Worryingly, the overwhelming majority of kinship carers – 76% – say they do not receive sufficient financial support to meet their children’s needs. 82% have worried about money in the past year.
Financial worries are known to put additional strain on kinship care families who are often already struggling with the pressures involved with being a kinship carer. However, unlike other difficulties kinship carers face, financial pressures are totally unnecessary and avoidable if kinship carers receive fair financial support. For example, in a study of kinship foster carers, the majority suggests the fostering allowance they receive is sufficient for them to meet the needs of the children they are caring for. If there was equality of financial support for all children in kinship care, rates of poverty and financial distress in kinship care households would be reduced, and kinship carers would be more able to focus on the needs of the children. Kinship carers shouldn’t have to worry about whether they can afford to pay their bills or put food on the table because they have stepped in to do the right thing for a vulnerable child.
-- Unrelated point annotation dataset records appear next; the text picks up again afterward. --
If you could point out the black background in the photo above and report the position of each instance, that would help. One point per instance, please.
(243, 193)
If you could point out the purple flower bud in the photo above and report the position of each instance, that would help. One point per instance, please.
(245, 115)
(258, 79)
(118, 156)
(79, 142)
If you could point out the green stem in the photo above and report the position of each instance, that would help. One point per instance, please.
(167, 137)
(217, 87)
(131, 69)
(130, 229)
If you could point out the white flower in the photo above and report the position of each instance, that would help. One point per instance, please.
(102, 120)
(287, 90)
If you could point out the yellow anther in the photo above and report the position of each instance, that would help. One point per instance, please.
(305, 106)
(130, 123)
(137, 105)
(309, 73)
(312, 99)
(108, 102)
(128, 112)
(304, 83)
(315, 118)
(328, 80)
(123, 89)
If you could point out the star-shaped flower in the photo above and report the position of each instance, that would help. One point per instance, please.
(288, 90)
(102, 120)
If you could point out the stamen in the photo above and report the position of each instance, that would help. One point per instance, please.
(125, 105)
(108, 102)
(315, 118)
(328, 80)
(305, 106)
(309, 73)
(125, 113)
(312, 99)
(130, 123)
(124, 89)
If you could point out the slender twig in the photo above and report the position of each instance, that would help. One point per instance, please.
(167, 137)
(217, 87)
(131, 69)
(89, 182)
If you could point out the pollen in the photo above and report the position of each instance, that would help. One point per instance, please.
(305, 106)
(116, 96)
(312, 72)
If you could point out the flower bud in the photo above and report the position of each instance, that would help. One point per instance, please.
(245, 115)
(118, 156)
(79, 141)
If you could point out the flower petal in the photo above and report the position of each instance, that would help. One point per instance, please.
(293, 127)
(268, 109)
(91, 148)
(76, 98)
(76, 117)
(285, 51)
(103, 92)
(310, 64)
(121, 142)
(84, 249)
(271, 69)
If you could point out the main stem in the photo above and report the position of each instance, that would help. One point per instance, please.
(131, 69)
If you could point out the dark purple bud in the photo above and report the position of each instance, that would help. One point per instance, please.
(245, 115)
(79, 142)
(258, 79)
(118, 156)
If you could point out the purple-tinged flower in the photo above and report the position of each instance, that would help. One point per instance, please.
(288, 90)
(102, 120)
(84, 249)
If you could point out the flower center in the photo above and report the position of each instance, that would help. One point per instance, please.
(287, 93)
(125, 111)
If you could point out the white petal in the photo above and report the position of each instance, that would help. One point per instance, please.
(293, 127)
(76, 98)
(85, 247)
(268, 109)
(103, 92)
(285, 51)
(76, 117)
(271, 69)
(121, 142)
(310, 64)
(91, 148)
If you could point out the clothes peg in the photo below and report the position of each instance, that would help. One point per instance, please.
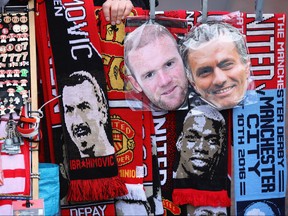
(204, 9)
(152, 11)
(259, 10)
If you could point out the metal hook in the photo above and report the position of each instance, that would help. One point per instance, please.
(259, 10)
(152, 11)
(204, 9)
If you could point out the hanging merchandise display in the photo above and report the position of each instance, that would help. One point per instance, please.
(19, 125)
(15, 94)
(260, 167)
(160, 158)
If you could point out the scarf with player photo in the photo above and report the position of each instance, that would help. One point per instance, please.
(93, 170)
(126, 125)
(260, 167)
(152, 183)
(200, 173)
(49, 89)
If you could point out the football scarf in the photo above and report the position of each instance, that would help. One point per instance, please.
(205, 186)
(93, 171)
(260, 168)
(126, 125)
(151, 178)
(127, 138)
(15, 91)
(49, 151)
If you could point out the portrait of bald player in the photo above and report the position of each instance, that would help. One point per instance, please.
(218, 67)
(86, 115)
(202, 145)
(154, 66)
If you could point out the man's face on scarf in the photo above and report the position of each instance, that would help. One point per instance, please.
(159, 72)
(201, 145)
(82, 117)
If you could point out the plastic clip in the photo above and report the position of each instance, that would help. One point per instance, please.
(259, 10)
(204, 9)
(152, 11)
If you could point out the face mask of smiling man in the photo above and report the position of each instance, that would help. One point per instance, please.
(218, 66)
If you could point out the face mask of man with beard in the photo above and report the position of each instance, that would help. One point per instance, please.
(85, 114)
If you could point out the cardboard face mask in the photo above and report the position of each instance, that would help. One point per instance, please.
(217, 59)
(155, 67)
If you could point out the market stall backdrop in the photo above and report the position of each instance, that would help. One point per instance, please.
(269, 6)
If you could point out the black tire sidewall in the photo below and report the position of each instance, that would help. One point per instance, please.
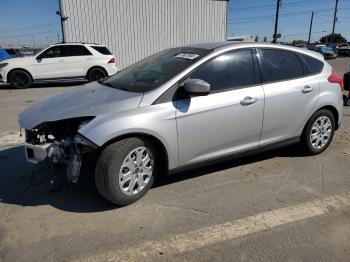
(306, 143)
(22, 73)
(119, 151)
(93, 71)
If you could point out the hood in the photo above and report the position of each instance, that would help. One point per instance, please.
(92, 99)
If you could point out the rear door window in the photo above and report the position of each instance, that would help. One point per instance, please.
(78, 50)
(311, 66)
(56, 51)
(102, 50)
(279, 65)
(228, 71)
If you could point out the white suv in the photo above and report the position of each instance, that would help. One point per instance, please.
(59, 62)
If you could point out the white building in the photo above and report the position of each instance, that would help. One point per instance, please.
(134, 29)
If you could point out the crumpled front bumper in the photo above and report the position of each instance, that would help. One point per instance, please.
(36, 153)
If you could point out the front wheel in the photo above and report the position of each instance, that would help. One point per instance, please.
(96, 74)
(126, 170)
(318, 133)
(20, 79)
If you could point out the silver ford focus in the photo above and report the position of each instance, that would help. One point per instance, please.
(186, 107)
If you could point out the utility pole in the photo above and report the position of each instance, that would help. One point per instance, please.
(335, 18)
(62, 18)
(276, 21)
(312, 18)
(33, 41)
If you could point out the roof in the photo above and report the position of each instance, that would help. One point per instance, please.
(212, 46)
(78, 43)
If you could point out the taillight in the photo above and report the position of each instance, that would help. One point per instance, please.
(111, 61)
(335, 78)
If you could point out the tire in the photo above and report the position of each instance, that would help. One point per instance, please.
(321, 137)
(95, 74)
(117, 170)
(20, 79)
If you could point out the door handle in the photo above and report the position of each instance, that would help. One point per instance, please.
(307, 89)
(248, 101)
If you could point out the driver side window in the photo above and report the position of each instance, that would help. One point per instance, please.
(55, 52)
(228, 71)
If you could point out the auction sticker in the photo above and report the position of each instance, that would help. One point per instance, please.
(188, 56)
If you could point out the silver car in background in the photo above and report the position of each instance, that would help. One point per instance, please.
(186, 107)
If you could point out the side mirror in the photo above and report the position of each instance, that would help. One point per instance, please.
(197, 87)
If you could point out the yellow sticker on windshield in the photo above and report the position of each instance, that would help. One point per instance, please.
(188, 56)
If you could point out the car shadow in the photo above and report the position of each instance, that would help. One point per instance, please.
(46, 84)
(24, 184)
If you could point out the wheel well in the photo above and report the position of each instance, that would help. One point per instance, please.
(18, 69)
(162, 152)
(99, 67)
(335, 113)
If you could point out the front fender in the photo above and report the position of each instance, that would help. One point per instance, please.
(155, 120)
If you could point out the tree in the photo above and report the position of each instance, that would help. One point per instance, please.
(338, 38)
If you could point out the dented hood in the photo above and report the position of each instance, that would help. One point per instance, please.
(92, 99)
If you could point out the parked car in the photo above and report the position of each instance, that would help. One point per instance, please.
(326, 51)
(343, 49)
(57, 62)
(185, 107)
(4, 55)
(13, 52)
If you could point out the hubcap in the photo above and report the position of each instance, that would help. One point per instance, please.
(20, 80)
(321, 132)
(136, 171)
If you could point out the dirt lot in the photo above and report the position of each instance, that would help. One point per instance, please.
(276, 206)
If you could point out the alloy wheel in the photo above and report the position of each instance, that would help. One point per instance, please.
(136, 171)
(321, 132)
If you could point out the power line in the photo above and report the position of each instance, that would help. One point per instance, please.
(30, 34)
(28, 27)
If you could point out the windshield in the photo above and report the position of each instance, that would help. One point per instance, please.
(155, 70)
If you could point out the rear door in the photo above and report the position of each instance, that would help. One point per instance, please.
(78, 61)
(229, 118)
(51, 63)
(290, 95)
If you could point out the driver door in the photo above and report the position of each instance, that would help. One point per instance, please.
(51, 63)
(228, 119)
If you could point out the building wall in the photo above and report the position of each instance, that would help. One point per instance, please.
(134, 29)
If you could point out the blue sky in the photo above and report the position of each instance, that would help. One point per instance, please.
(257, 17)
(21, 19)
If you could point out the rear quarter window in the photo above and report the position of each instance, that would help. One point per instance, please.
(279, 65)
(311, 66)
(102, 50)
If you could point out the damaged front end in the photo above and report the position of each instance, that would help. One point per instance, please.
(60, 144)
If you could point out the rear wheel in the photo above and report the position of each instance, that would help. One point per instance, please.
(126, 170)
(20, 79)
(96, 74)
(319, 132)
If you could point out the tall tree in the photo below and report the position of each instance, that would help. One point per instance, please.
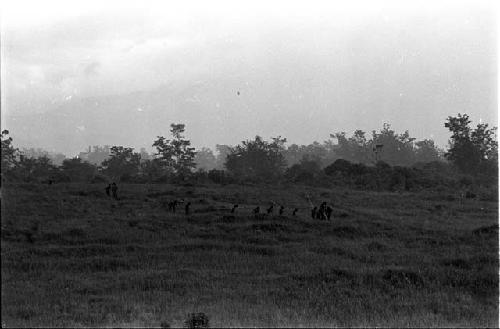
(205, 159)
(258, 159)
(469, 148)
(123, 163)
(176, 154)
(9, 152)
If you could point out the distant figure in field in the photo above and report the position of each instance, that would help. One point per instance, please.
(313, 212)
(172, 205)
(321, 214)
(114, 189)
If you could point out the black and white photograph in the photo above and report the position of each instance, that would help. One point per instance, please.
(249, 164)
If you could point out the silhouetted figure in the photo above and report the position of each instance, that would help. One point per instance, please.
(196, 320)
(470, 195)
(114, 190)
(321, 213)
(328, 212)
(234, 209)
(172, 205)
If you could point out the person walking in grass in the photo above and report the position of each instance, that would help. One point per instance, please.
(313, 212)
(114, 190)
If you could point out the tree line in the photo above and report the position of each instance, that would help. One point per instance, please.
(381, 161)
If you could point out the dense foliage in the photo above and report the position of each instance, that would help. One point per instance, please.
(384, 161)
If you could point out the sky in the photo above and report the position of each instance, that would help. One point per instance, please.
(310, 67)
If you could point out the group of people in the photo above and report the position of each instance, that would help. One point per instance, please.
(323, 212)
(270, 210)
(114, 189)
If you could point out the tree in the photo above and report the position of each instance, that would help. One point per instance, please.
(397, 148)
(471, 149)
(123, 163)
(151, 169)
(257, 160)
(176, 153)
(426, 151)
(34, 169)
(222, 152)
(205, 159)
(356, 148)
“I’ve had to fight the local authority every step of the way. I was told I wasn’t entitled to anything because the children I took in weren’t previously looked after, but they have the same needs. They have seen domestic violence and substance misuse, the little one sometimes smashes up the house. It’s not their fault and it’s not fair on them.” Jane, kinship carer
This study has also shown that even those kinship carers who do receive an allowance still struggle financially. With few rights to financial support, and facing regular reviews, kinship carers are vulnerable to cuts in their allowances even when there has been no reduction in the costs of raising the child. Fostering allowances never get cut, do not get means tested, are not reviewed, and increase in line with the children’s age. This allows foster carers to concentrate on meeting the needs of the children. It is only right that children in kinship care receive the equivalent financial security.
On average the allowance per kinship child is £40 less than the lowest allowance per foster child. The allowance for a kinship child in an informal arrangement is £110 less. The national minimum fostering allowance was introduced to cover the costs of raising someone else’s child. It is grossly unfair to perpetuate a system that disadvantages most children in kinship care. The costs of raising someone else’s child in kinship care and in foster care are most likely the same. It is even more concerning when one considers that kinship carers are more likely to live in poverty and be socially disadvantaged than other parenting groups. In simple terms kinship carers step in to look after children who would most likely otherwise be in foster care and in doing so they plunge themselves into poverty.
The survey highlights this unfairness is compounded by the hierarchy of support based on the legal status of child, where 75% of children subject to SGOs receive an allowance compared to 32% subject to child arrangements orders or residence orders and just 13% who are being cared for informally. Children in kinship care regardless of their legal status have similar levels of need and they will cost a similar amount to care for. The system should be child-centred. The allowance for a child should not be so markedly lower because of the child’s legal status or because of their route into kinship care.
The strong and robust findings of this study highlight the discrimination that kinship carers face regarding financial support.
All kinship carers should receive a fair allowance to cover the costs of raising their children that is equal to the national minimum fostering allowance.